# Problem definition
The basic problem we are trying to solve is called **semantic image segmentation**. Depending on the context it can also be called *land-cover classfication* or *pixel labelling*.
Normal image segmentation involves grouping pixels that belong to the same object. The word semantic in *semantic segmentation* is making sense of what the segmentations mean and basically classifying the pixels into known classes. For example distinguishing the foreground from the background in a photograp as in the example below.

The following is taken from *Marmanis et al., 20.17*.
> Semantic segmentation in urban areas poses the additional challenge that many man-made object categories are composed of a large number of different materials, and that objects in cities (such as buildings or trees) are small and interact with each other through occlusions, cast shadows, inter-reflections, etc"
I find this interesting because the problem that we face is the same nature. Our goal is to detect drains in the images, but in the RGB images we might see shadows and vegetation and in a way the drains might look very different in one image or the next.
# The technology
## Convolutional neural nets
The main building block here is a [convolutional neural net][1] (CNN). This is a type of neural net that naturally processes images.
A convolutional layer takes as input an array (image) and computes the convolution with a kernel, a smaller matrix containing weights. The convolution operation is computed by sliding a window on the original array and taking the dot product between the image and the kernel.
The weights in ther kernel are parameters to be learned. Thus this process can be though of a learning different filters with different features, and the convolution tests whether the extend to which the features are present in different parts of the image.

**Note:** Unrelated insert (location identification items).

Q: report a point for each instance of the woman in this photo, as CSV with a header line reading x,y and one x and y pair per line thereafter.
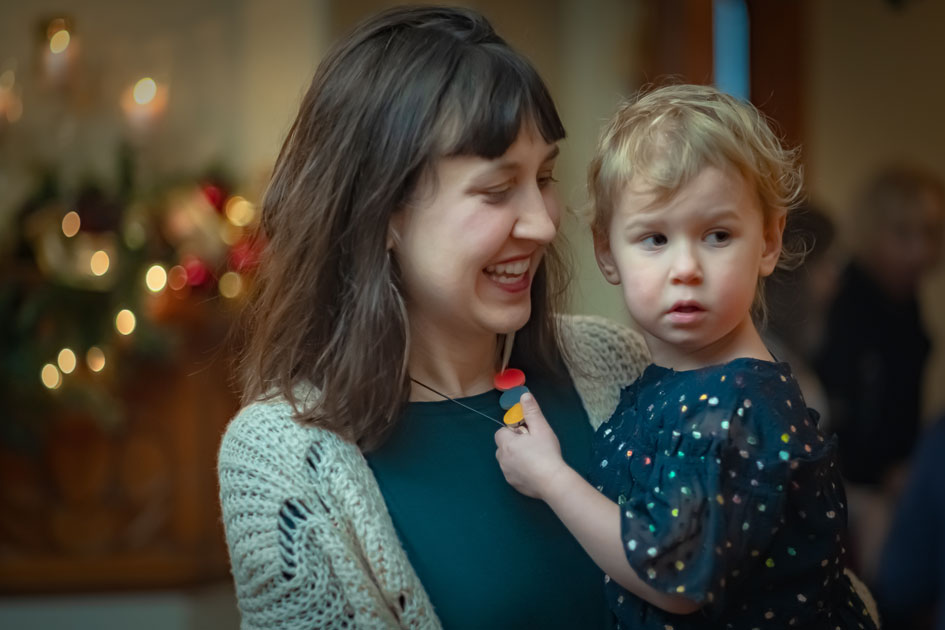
x,y
410,220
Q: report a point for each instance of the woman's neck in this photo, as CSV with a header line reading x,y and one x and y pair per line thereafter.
x,y
457,367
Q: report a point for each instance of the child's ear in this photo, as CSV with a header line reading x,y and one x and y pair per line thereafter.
x,y
773,234
605,258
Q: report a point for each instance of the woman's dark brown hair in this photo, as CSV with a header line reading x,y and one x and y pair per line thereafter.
x,y
405,88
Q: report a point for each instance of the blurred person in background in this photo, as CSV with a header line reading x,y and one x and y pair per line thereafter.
x,y
798,299
910,583
875,347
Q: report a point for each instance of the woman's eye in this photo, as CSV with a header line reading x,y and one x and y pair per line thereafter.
x,y
497,195
653,241
718,237
546,180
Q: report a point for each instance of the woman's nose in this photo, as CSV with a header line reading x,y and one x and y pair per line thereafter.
x,y
538,217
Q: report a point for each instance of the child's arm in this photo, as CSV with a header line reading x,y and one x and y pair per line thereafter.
x,y
532,464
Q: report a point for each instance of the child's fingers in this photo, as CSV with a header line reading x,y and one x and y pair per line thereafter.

Because this still leads to some localisation, CNNs include *pooling* layers which also work with a sliding window that takes the average or the maximum in the part of the matrix being viewed. When combined with the convolution layers, CNNs should be translationally invariant meaning that they detect features irrespective of their position in the image. Pooling layers are specified as opposed to learned.
Compared to fully connected NNs, the CNNs have fewere weights: only the kernel needs to be learned and the biases (the +b term in an affine function) resulting in much faster training.
Common activation functions that are used are:
- Sigmoid: $(1 + e^{-x})^{-1}$.
- ReLU: $\max(0,x)$
From what I could understand, ReLU is preferred because it leads to faster training.
## Extensions for image segmentation
CNNs were originally designed to classify whole images (is this the photo of a whorse, a motorcycle, an elephant, a flower? choose the most likely) or to detect objects in whole images (does this image contain x, yes or no). The convolution step basically summarises a patch with many pixels in the image.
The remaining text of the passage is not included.